Evilio – A Relentlessly Nasty Short Film From Spain

A Spanish slasher short that left unsuspecting TV viewers aghast in the early 1990s.

Actor Santiago Segura is best known for his work with director Alex de la Inglesia but in 1992 he took the money that he had won as a contestant on TV game shows and invested it – wisely or not will be a matter of opinion – in the short film Evilio, which he wrote and directed as well as starring in as the title character, a psychopath who kidnaps three young women and then phones each of their houses in turn, stating that he will kill them unless someone answers.

I first saw this as a filler film on a satellite TV channel, back when you could pick up European channels via the Astra satellite and so found yourself exposed to all manner of weirdness that would never be sanctioned by British broadcasters. This was certainly as weird as it got – shocking, unsettling and presented out of any sort of context. It was unsubtitled (as indeed is the version posted below) but you kind of grasped the plot – Evilio himself might rattle on incessantly, but the visuals told the story all too effectively.

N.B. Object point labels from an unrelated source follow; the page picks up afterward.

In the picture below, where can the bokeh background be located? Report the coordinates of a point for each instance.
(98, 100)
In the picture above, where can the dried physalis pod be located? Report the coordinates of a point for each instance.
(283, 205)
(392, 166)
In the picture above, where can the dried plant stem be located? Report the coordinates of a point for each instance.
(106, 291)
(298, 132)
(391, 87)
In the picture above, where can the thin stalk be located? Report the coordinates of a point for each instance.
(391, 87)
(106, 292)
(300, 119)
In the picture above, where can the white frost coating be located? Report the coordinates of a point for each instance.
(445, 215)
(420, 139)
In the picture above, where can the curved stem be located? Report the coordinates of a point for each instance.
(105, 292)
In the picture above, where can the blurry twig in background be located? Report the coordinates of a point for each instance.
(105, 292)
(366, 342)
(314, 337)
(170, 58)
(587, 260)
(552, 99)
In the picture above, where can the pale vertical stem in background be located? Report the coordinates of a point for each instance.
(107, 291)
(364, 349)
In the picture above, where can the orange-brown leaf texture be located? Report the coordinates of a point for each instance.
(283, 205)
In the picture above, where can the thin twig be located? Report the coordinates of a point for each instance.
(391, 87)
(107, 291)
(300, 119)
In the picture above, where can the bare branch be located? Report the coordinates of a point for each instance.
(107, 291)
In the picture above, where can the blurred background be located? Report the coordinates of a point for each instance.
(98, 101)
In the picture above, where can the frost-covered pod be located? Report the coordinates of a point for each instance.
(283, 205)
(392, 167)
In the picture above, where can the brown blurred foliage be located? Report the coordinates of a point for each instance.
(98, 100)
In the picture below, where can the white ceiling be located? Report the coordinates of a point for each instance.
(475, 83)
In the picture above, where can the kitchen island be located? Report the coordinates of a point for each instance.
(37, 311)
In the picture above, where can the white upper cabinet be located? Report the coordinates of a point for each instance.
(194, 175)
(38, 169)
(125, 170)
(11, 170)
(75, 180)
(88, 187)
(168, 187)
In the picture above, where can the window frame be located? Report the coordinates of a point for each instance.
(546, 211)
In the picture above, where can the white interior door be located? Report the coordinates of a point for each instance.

As short films go, this is both very professional and very basic. The production values are impressive but the narrative is nothing more than an excuse to show brutal murders. At ten minutes long, it doesn’t hang around – and if this was a showcase for a possible feature (as it was) then you have to think that a full-length film would never be able to have the single-minded intensity of this story – things would have to be padded out considerably and so less, we might think, is definitely more here.

Still, Segura clearly saw cult potential in his character and followed up two years later with Evilio Vuelve, which rather expands the narrative but is consequently less impressive. The Evilio feature film has yet to appear.